District officials said they are concerned about the adequacy of funding to implement the common standards.

More than half of school district officials in states that have adopted the Common Core State Standards said they agree that the new math and English/language arts standards are more rigorous than the ones they are replacing, according to a new study by the Center on Education Policy (CEP).

The report, Common Core Standards: Progress and Challenges in School Districts’ Implementation, reveals district leaders’ views about the impact of the Common Core standards and their progress and challenges in implementing the standards. It also found that the standards are moving closer to implementation in the districts that have adopted them.

School district officials said that parents, community members, and local educators appear to show relatively little resistance to the standards, and only 10 percent of districts in the adopting states consider resistance from teachers and principals to be a challenge in implementing the standards.

“Advocates have been concerned  about the extent to which the common standards would be embraced locally, so it’s good news that most district officials have positive views about the standards’ rigor and learning potential, and that they anticipate little community and educator resistance,” said Diane Stark Rentner, CEP’s director of national programs and a co-author of the study.

To date, 45 states and the District of Columbia have adopted the Common Core State Standards, which were released in June 2010 by the National Governors Association and the Council of Chief State School Officers.

Here’s how districts are taking actions to implement the Common Core standards, according to the report:

  • 66 percent of the districts in the adopting states have begun to develop a comprehensive plan and timeline for implementing the standards or intend to do so this school year.
  • 61 percent are developing and/or purchasing curriculum materials aligned to the standards or plan to do so this school year.
  • 48 percent are providing or plan to provide standards-related professional development to math and English language arts teachers.

Less than one-third of the districts are undertaking other activities related to implementing the standards, such as aligning teacher evaluation or induction programs or assigning resource teachers to help teachers integrate the standards into their instruction.

“While many districts are taking steps to implement the standards, some may be waiting for additional state guidance and support before tackling the more complex steps, such as developing local assessments or revising teacher evaluation systems,” said Nancy Kober, a CEP consultant and co-author of the study.

District officials are concerned about the adequacy of funding to implement the Common Core standards and what they see as a lack of clarity in state guidance, the study noted.
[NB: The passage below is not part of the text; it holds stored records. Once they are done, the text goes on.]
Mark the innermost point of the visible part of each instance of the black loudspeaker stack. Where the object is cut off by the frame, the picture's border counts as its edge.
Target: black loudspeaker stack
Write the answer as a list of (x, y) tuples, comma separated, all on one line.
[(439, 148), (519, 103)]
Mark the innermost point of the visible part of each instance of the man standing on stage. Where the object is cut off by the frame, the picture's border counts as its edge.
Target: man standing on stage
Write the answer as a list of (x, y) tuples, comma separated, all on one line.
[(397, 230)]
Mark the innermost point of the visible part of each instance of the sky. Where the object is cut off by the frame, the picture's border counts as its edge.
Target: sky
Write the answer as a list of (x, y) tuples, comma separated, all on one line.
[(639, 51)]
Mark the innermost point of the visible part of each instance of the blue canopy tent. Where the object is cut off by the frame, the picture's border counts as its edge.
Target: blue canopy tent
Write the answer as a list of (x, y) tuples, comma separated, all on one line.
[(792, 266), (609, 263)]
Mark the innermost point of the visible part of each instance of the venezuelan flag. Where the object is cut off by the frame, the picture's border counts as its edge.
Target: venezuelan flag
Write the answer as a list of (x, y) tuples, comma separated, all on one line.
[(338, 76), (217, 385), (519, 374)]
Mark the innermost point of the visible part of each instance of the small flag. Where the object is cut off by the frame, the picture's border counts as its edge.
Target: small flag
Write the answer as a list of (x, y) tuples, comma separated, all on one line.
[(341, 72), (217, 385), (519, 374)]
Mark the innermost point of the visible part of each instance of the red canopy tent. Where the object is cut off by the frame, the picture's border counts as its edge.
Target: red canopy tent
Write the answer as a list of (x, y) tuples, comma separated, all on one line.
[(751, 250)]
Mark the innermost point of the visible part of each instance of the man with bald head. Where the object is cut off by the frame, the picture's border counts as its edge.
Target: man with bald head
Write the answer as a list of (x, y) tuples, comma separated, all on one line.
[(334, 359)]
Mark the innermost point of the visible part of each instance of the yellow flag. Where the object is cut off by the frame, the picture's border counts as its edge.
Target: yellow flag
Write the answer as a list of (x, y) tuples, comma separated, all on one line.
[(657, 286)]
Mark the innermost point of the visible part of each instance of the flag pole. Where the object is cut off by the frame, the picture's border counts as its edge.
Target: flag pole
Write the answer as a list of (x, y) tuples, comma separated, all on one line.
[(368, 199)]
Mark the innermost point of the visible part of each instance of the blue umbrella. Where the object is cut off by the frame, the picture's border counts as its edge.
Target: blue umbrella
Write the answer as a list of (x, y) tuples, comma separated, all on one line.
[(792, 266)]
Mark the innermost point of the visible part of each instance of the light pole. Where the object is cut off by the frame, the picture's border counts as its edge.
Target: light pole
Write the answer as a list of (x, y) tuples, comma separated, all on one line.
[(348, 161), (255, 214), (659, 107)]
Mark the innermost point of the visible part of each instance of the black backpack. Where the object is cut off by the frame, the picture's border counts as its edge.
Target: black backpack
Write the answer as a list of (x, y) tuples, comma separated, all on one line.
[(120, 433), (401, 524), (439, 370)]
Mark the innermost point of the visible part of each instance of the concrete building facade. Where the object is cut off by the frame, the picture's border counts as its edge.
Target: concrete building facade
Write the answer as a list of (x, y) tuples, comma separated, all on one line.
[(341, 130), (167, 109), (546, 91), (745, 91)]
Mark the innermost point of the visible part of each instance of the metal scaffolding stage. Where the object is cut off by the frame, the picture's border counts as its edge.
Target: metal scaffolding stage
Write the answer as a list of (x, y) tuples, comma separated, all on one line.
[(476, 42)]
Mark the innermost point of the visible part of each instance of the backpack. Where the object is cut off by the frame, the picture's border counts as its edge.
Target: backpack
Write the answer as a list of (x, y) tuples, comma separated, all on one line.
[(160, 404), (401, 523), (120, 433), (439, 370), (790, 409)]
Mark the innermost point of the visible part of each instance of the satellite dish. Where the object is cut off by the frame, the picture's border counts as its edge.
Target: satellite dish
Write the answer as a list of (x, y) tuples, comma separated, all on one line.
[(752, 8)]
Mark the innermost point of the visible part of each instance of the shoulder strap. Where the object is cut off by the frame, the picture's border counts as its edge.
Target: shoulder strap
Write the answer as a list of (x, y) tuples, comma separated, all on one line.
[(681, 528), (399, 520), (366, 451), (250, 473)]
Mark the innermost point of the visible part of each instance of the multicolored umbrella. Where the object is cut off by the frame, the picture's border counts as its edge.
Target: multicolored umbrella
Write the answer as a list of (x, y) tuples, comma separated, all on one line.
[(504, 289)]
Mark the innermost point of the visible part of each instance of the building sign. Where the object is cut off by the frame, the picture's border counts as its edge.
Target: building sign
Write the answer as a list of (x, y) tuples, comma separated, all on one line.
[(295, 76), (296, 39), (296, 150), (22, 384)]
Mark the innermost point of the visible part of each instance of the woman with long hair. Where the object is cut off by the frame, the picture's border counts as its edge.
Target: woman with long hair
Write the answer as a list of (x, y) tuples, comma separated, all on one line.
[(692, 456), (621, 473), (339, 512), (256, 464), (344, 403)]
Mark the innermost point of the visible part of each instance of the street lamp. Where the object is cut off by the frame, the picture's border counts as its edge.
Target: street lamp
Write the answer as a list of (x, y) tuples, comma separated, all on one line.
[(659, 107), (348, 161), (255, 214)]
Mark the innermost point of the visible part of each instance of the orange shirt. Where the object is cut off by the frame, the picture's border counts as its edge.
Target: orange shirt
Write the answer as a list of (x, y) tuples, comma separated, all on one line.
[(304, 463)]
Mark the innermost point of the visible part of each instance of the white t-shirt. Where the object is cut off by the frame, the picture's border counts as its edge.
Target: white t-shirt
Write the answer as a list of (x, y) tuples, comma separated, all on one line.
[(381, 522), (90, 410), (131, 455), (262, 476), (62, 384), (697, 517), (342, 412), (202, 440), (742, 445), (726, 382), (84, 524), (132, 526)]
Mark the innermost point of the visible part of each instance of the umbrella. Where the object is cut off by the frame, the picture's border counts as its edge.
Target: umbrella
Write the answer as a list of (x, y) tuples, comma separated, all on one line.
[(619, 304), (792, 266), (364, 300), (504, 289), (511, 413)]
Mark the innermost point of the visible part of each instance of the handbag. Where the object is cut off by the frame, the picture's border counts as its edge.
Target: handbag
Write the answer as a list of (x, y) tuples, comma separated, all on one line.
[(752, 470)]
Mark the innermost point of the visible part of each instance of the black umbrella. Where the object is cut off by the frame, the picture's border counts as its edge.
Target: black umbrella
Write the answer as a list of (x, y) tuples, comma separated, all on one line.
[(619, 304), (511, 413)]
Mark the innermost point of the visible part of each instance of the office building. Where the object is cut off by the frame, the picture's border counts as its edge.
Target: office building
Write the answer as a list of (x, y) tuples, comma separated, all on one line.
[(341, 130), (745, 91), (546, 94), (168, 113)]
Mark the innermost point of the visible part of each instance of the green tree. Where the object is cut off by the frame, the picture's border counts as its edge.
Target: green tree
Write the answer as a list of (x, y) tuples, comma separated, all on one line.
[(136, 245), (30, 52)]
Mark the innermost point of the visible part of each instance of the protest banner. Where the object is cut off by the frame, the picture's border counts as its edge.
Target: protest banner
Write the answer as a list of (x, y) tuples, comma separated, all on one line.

About three-quarters of districts saw adequate funding to implement all aspects of the standards as a major challenge, and another 21 percent viewed this as a minor challenge.

About two-thirds of the districts cited inadequate or unclear state guidance on such issues as modifying teacher evaluation systems to conform to the standards and aligning local assessments with the standards as major challenges.

“The Common Core State Standards are one of the most hopeful developments in education,” said Jack Jennings, CEP president and CEO. “This survey confirms that the standards will lead to more rigor in education, and that there’s momentum at the district level for implementing them.”